Foi assim que, depois de algumas bandas com vários integrantes — entre eles, algumas mulheres —, acabou formando os Mutantes com os irmãos Sérgio e Arnaldo Baptista. Enquanto, em 1965, era incomum que os pais liberassem as filhas para sair por aí com os garotos, Rita colocou seus parças dentro de casa. E o pai aceitou.

Rita transgrediu quase tudo na música brasileira. Liderou o rock pautado na rebeldia, usou seu carisma e boa aparência para enfiar o som que não era assim tão palatável na televisão. O mainstream aceitou. Foi ela que peitou os companheiros de banda para tocar parcerias com Gilberto Gil e Caetano Veloso, por exemplo. Na época, os Baptista eram contra qualquer coisa cantada em português. Sem ela, não haveria "Panis Et Circenses", "Virginia", "Ando Meio Desligado". Em português, sim, como um Lee Jones. Opa, pera. É isso mesmo. Rita fugia à lógica.

Normalizou o andar em bando, meninos e meninas lado a lado, em uma época em que a família tradicional brasileira dava voltas na praça do coreto: homens de um lado, mulheres do outro. Sentou no colo da polêmica, vestiu-se de noiva na TV, viu de camarote o país desfilar contra a sua guitarra elétrica, debochou lisergicamente, fez parte da Tropicália e foi parar em Londres mostrando aos amigos salsichas voadoras no céu. Foi a única rebelde? Não. Mas abriu caminho para a maioria delas nesse país.
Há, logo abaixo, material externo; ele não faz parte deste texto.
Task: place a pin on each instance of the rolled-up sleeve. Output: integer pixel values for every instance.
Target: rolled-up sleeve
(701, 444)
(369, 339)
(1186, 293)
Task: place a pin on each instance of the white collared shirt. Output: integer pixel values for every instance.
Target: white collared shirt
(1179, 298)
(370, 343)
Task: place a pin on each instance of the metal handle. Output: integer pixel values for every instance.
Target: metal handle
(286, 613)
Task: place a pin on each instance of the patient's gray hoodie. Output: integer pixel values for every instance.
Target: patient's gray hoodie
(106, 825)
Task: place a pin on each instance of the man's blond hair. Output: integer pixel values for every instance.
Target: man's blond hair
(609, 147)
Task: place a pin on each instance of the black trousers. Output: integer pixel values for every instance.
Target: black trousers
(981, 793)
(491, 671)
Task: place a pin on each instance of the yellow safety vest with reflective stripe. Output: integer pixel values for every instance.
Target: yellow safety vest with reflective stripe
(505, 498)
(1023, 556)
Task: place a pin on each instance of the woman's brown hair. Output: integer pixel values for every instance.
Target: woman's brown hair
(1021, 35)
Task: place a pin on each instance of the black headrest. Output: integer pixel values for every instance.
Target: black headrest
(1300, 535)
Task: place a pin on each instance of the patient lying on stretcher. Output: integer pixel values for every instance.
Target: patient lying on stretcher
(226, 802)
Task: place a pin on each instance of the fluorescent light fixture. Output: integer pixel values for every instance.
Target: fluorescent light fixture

Andou a vida inteira com os caras, sem perder em nada para eles — mesmo que o ambiente machista do rock não fosse tão convidativo como ela fazia parecer que era. E subia no seu jipe, atravessava a cidade, decidia figurinos: os brothers que fossem atrás.

Dá para pinçar na carreira extraordinária de Rita evidências de preconceito de gênero. O casamento com Arnaldo Batista tem vários desmandos do marido — não à toa, ela sequer falava sobre o assunto. O que era tóxico num casal refletia na banda. Em sua primeira biografia, afirma que foi expulsa por Sergio dos Mutantes. E que chorou, gritou, se debateu sozinha. Rita vivia sob o holofote e à margem ao mesmo tempo.

Se o relacionamento com Arnaldo era abusivo como parece ser pelo que dizem as biografias não autorizadas, ela felizmente se libertou do ciclo e foi adiante. Construiu uma carreira solo e ficou (é possível?) maior que Os Mutantes. Unanimidade. Um sucesso. Encontrou uma nova paixão, Roberto de Carvalho, e viveu o restinho da vida com ele (quase meio século), naquela história de amor de cinema.

Pode ser rebelde e viver um amor para a vida toda? É justamente isso que é ser rebelde, minha gente. Fazer o que não se espera.

Rita seguiu plena, entre os caras, dando uns selinhos na Hebe de repente (quem nunca? Mas só depois de RIta), cercada por grandes e fieis amigos. Rainha do nosso rock, largou o showbizz na maturidade e foi cuidar de seus bichos. Escreveu alguns livros. Lutou contra um câncer. Morreu em casa, andando com seus meninos, como sempre. Seus três filhos são todos homens. Uma banda.

A importância de Rita Lee Jones para mulheres que se sentem desencaixadas no mundo é gigante. Com ela, a gente aprendeu a pedir silêncio no berro e fazer barulho sozinha. E andar com quem bem entender, ué. Ficar lá na sala com esse tal de rock 'n'roll. Não é assim que faz? Rita Lee, sua danada, a ausência é um buraco. Você era nosso bando.